5) The predicate documentation is wholly inadequate. Yes, it is a complete reference. Yet, it is useless as a learning document. The “CD Programming Guide” is much better. The predicate guide needs as thorough a treatment. (Apple is not alone in this lack, one well known book addresses predicates in 3/4 of one page. I feel like such a sucker buying a DB book that doesn’t cover the query language.) For example, I spent a great deal of time banging my head against the fetching limitations of the fetch request. (Of course, if you use a fetched results controller, you have no choice. There is a great need for a block/handler controller.) There are no good examples of the idioms involved with using this predicate language. In particular, when I need to start using text searching, there is little discussion of how the regex engine interacts with the object graph and the row cache.

6) There are surprising interactions between your foreground and background contexts. They can be handled with careful model design and instantiation order. While I don’t think Apple should necessarily document these kinds of problems, some discussion of CD model design guidelines would be helpful.
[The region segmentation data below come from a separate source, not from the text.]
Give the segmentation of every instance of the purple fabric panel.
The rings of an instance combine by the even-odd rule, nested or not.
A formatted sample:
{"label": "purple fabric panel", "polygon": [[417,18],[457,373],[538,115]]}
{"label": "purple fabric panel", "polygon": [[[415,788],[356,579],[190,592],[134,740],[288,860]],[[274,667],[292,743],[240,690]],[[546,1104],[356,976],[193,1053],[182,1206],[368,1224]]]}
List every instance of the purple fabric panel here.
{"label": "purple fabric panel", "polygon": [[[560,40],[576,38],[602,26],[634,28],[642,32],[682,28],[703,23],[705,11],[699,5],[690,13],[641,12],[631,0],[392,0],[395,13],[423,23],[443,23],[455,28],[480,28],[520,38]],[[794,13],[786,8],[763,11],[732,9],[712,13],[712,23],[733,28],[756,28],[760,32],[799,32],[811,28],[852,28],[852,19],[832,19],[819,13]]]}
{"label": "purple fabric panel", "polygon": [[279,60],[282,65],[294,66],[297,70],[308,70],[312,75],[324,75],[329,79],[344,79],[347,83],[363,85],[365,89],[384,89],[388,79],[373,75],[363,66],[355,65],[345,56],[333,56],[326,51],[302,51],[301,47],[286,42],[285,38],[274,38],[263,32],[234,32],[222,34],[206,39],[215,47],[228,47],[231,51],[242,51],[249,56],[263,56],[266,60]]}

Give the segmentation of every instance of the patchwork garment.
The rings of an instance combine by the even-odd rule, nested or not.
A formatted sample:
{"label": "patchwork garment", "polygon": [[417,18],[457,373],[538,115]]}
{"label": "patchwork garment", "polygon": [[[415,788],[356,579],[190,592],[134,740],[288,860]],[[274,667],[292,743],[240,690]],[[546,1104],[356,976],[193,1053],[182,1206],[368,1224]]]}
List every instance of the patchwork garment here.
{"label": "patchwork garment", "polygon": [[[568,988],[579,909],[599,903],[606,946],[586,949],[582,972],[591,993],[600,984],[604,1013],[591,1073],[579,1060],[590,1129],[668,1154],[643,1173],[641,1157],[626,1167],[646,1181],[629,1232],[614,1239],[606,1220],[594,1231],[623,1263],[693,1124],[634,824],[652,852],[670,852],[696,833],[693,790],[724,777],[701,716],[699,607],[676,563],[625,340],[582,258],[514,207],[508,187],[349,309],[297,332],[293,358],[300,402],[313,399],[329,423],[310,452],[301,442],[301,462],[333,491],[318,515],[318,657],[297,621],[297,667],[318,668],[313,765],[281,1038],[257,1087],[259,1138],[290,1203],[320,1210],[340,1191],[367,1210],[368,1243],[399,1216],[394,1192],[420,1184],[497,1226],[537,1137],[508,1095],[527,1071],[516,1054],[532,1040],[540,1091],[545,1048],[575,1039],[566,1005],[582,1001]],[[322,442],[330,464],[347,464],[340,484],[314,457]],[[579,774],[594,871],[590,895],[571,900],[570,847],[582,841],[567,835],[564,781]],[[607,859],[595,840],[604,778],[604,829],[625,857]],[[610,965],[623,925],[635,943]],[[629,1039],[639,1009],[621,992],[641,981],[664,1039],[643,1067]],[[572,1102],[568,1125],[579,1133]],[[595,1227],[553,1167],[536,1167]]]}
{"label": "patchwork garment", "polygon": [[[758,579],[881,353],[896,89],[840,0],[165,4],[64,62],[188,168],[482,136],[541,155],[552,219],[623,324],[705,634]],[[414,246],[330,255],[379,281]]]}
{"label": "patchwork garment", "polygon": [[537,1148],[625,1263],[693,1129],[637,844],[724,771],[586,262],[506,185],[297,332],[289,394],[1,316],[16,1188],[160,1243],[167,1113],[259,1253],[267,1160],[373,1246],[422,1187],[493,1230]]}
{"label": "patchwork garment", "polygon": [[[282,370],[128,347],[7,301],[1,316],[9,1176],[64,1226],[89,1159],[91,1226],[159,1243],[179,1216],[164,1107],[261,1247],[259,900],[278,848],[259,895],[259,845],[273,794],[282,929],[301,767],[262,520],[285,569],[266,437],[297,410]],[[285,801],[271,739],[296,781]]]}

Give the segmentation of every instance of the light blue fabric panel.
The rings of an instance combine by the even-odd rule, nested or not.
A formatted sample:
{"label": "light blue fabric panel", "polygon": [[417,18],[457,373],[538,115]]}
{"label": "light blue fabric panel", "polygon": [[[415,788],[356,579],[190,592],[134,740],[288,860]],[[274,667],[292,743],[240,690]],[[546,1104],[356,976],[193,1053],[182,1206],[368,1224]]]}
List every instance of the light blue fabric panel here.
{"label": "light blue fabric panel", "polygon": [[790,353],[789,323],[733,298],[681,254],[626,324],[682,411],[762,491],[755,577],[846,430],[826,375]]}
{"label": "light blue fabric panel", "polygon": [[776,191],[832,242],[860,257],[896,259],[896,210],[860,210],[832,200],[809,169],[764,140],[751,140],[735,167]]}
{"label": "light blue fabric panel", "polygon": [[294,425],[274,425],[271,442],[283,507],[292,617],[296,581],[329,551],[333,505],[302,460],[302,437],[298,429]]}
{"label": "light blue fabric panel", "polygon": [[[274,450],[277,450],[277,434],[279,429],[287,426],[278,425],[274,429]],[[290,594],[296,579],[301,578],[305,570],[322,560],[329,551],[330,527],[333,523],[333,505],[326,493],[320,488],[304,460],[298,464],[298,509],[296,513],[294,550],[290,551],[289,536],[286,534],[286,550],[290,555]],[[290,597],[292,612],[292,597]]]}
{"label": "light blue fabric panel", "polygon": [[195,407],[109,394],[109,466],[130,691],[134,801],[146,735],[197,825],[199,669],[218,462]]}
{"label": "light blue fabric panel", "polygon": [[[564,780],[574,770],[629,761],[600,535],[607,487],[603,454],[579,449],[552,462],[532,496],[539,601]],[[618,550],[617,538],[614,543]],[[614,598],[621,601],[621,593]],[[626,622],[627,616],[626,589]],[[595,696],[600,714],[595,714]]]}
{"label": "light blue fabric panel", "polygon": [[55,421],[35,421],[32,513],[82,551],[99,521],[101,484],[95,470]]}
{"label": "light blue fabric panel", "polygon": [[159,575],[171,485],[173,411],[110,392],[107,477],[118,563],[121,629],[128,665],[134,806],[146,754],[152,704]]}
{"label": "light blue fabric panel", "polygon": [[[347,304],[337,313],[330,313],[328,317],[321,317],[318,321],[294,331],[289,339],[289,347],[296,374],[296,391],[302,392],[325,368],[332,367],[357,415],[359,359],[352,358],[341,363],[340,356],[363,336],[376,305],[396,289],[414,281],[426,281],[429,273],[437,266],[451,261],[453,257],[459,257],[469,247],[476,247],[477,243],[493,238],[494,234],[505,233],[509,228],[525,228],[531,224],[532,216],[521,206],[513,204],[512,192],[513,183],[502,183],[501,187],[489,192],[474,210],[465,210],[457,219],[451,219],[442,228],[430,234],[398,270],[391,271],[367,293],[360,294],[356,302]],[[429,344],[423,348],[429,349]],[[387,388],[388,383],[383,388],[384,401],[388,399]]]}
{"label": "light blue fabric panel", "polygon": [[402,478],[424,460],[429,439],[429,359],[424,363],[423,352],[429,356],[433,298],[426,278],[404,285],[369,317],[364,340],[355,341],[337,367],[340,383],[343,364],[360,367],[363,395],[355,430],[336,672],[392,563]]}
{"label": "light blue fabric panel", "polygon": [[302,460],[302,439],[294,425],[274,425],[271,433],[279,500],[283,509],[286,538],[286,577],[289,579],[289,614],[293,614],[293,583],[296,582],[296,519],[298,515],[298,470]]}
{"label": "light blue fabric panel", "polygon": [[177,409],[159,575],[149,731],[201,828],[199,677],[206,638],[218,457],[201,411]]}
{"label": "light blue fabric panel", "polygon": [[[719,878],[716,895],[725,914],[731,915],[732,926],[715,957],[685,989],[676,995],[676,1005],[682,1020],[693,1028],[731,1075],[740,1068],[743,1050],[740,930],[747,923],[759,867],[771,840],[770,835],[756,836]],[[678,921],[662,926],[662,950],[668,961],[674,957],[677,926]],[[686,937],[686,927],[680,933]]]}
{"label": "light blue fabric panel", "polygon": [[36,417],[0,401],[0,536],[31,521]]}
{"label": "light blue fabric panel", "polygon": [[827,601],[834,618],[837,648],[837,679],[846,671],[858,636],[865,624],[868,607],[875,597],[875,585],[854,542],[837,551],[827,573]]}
CD is a different way to think about a data model. Apple needs, IMO, to help folks get their heads around the differences.

While you might think that all of my suffering with CD would cause me to walk away from the technology, I’m leaning the other way. As I’ve now crossed a competence threshold, I am seeing good benefits from using an object graph instead of a SQL model. For example, I have a recursive algorithm. Recursive SQL appears to be it’s own special hell. The object graph makes it easy and handles cycles well. While I doubt there is a performance issue, I can pre-fill the row caches with a single fetch request. In addition, my algorithms are well served by object graphs.

The above said, I wish that learning this technology was as straightforward as learning the rest of Cocoa/Cocoa Touch. Apple could do better here.